Similar in many respects to the case before us is Jax Beer Company v. Redfern, 5 Cir., 1941, 124 F.2d 172. Beer made in New Orleans, Louisiana, was sold and shipped to Jax Beer Company in Dallas, Texas. Shipments were by rail. In Dallas the beer was unloaded, for the most part, from the cars into the warehouse of Jax Beer Company. From the warehouse beer was delivered by Jax Beer Company in its trucks by its employees to its customers. Some times beer would be transferred directly from a railway car to a truck for delivery to a retail customer. It was contended that truck drivers of Jax Beer Company were engaged in interstate commerce and entitled to the benefits of the overtime provisions of the Fair Labor Standards Act. In the Jax Beer Company case, as in this case, it was contended that the interstate movement did not come to an end until the goods were delivered to the retailer. The district court so held. This Court rejected the conclusion and reversed the judgment. This Court determined that the work of delivering beer was not interstate in character. We think that in this case the interstate movement terminated when the gasoline was placed in Richfield's storage tanks just as in the Jax Beer Company case it terminated when the beer was placed in the distributor's warehouse. See General Tobacco & Grocery Company v. Fleming, 6 Cir., 1942, 125 F.2d 596, 140 A.L.R. 783.

The distinction between goods coming to rest and ceasing to be in interstate commerce, and goods continuing in an interstate movement is shown by a comparison of the case of Jax Beer Company v. Redfern, supra, with Stewart-Jordan Distributing Co. v. Tobin, 5 Cir., 1954, 210 F.2d 427, certiorari denied 347 U.S. 1013, 98 L.Ed. 1136, 74 S.Ct. 866. In the Jax Beer Company case the goods had come to rest. In the Stewart-Jordan case it was held that employees of a beer distributor were in interstate commerce when engaged in the picking up from retailers of cases of empty bottles and delivering them to the distributor's warehouse for return to the brewery in another state in accordance with an agreement. There the empty bottles had, from the time they were picked up from the retailer, an intended destination in another state, and the halt of the goods at the warehouse was but a convenient intermediate step in the interstate movement. The empty bottles were the subject of the contract of the distributor to sell and the brewery to buy the bottles. Such a situation is, and was held to be, within the continuity of movement doctrine of Walling v. Jacksonville Paper Co., supra.
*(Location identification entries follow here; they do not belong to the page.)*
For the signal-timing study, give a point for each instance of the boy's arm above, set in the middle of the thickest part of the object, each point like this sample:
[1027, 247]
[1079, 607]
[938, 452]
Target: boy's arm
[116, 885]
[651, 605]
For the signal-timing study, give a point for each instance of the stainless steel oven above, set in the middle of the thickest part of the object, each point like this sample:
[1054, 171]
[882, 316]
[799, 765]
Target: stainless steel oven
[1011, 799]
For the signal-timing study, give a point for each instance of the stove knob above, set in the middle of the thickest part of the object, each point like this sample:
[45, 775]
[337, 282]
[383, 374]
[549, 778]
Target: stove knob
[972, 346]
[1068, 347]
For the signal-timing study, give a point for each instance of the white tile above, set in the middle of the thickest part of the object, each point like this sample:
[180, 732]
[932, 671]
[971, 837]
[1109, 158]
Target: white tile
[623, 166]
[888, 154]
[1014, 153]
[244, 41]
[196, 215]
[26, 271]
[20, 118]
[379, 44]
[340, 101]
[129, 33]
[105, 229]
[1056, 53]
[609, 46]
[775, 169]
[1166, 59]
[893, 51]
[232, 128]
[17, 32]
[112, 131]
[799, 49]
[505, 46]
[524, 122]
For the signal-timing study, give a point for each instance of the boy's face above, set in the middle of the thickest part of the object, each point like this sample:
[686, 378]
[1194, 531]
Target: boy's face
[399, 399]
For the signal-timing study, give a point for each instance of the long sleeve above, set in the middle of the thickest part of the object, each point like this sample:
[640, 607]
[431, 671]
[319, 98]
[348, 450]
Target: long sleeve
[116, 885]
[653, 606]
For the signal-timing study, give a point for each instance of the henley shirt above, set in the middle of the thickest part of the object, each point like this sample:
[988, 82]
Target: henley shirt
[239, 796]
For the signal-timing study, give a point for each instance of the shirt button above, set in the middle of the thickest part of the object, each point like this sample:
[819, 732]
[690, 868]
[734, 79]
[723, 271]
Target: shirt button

The Secretary, by his brief, states that the decided case closest to the case at bar is Mid-Continent Petroleum Corporation v. Keen, 8 Cir., 1946, 157 F.2d 310, 315. Upon it the Secretary places much dependence. Mid-Continent operated a refinery at Tulsa, Oklahoma, for the production of petroleum products. It shipped its products from its refinery to bulk storage plants maintained by it in Iowa, Minnesota and Wisconsin. From these bulk plants Mid-Continent distributed its petroleum products to retail service stations. All but a negligible number of the retail service stations were owned or held under long-term leases by Mid-Continent and leased or sub-leased by it to the station operators. It was held by the court that the goods remained in the channels of commerce while in the storage tanks of the bulk plants and until they reached the retail stations. As the court, in its opinion, pointed out, "They [the bulk storage plants] were not independent wholesalers but merely the agencies of Mid-Continent for the wholesale storage and distribution of its products to the retail service stations." "In these circumstances," the court said, "we think it can not be said that the gasoline, kerosene, and lubricating oil were held at Mid-Continent's bulk plants in like manner as `goods acquired and held by a local [wholesale] merchant for local [distribution].'" The differences between the Mid-Continent case and the case before us are obvious. If the question involved the character of the operations of Richfield or Atlantic Refining Co., the Mid-Continent case would be persuasive. We think it cannot be properly said, as the Secretary would have us say, that Livingston & Thebaut is no different from a distributing agency for Richfield's products. The other precedents upon which the Secretary relies involve factual situations so dissimilar, we think, as to make the principles announced in them inapplicable to the instant case.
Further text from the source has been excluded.